Chylomicron-biomimetic nanoparticles promote intestinal lymphatic transport by fast fusion with chylomicrons

Intestinal lymphatic transport (ILT) represents a promising pathway for the oral absorption of macromolecular drugs, but the formation of lipid droplet is a rate-limiting step during ILT. In this study, we developed a chylomicron (CM)-biomimetic nanoparticle constructed from CM components, characterized by high lipoprotein affinity, to enable efficient oral delivery of the anti-fibrotic protein klotho via ILT. This approach demonstrated potent therapeutic efficacy in the treatment of renal fibrosis.

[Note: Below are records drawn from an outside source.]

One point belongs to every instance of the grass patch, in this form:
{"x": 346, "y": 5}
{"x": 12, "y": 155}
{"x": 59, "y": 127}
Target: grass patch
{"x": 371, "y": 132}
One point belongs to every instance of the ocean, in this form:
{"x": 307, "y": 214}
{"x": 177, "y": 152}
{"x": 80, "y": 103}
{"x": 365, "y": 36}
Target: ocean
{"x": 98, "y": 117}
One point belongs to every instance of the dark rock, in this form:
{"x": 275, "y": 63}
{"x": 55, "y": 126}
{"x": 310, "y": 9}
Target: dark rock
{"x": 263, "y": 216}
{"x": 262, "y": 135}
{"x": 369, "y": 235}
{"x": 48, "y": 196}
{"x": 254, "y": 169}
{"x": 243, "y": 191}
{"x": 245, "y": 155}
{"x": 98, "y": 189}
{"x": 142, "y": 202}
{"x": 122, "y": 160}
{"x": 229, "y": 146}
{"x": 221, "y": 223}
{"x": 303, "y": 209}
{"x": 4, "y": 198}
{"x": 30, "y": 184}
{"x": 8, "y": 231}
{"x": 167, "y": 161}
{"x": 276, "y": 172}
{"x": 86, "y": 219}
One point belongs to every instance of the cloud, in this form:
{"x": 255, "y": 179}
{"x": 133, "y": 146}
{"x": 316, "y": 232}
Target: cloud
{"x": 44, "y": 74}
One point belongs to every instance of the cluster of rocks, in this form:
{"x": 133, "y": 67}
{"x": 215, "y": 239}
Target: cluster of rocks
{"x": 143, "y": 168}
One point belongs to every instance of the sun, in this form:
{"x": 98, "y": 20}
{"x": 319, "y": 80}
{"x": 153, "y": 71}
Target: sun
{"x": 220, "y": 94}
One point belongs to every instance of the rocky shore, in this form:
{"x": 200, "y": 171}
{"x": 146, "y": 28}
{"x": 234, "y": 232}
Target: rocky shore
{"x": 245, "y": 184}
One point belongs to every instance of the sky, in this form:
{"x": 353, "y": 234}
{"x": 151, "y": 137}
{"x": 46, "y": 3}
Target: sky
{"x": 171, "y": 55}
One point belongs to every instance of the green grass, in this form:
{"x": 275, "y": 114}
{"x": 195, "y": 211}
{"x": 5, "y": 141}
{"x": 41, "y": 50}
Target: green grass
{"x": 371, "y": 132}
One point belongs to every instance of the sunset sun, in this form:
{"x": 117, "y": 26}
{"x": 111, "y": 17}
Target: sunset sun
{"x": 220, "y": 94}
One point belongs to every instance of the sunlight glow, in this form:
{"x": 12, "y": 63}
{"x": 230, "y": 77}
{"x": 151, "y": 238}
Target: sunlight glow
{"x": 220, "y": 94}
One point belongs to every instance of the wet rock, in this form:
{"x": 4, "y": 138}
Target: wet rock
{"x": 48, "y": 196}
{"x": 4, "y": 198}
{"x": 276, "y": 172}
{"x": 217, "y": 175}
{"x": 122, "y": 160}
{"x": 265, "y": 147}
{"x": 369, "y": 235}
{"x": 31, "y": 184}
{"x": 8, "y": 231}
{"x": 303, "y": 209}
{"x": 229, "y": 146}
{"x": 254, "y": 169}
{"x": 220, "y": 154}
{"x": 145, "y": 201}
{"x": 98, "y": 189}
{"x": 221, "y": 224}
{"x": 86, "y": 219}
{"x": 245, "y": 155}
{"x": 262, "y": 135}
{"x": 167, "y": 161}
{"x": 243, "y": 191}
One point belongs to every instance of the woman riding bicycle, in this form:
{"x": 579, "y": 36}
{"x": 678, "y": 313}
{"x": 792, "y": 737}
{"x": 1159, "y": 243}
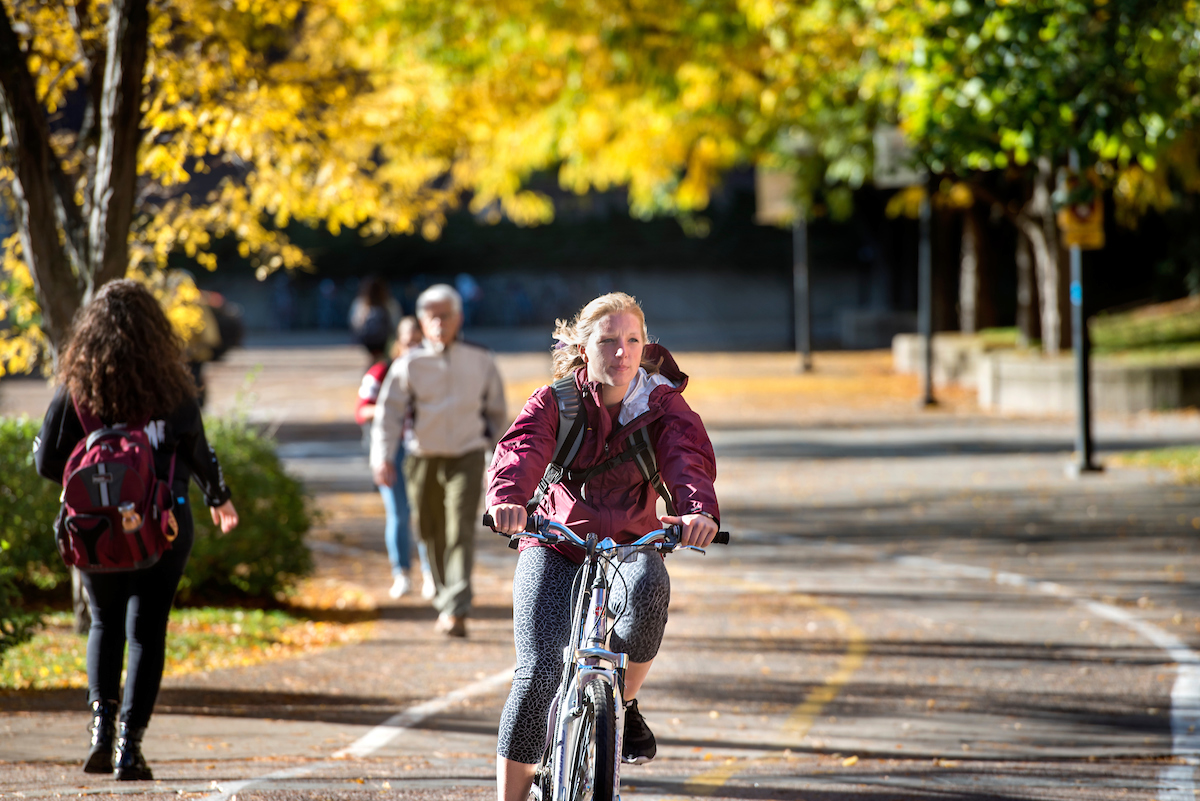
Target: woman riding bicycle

The nanoparticle exhibited size stability and retained 78.3% enzyme activity after 12 hours of incubation in simulated digestive fluid, while facilitating rapid diffusion through the mucus layer. Within enterocytes, the nanoparticle underwent a CM-like transcytosis process and showed a preference for ILT, as evidenced by cannulation into the main mesenteric lymphatic duct in rats. Notably, this biocompatible oral nanoparticle achieved an absolute bioavailability of 2.7%, delivering superior anti-fibrotic activity in a mouse disease model compared to a 125-fold higher dose of intraperitoneally administered captopril, a first-line anti-fibrotic drug. Our innovative nanoparticle design based on high lipoprotein affinity enables enhanced oral absorption of macromolecular drugs via ILT.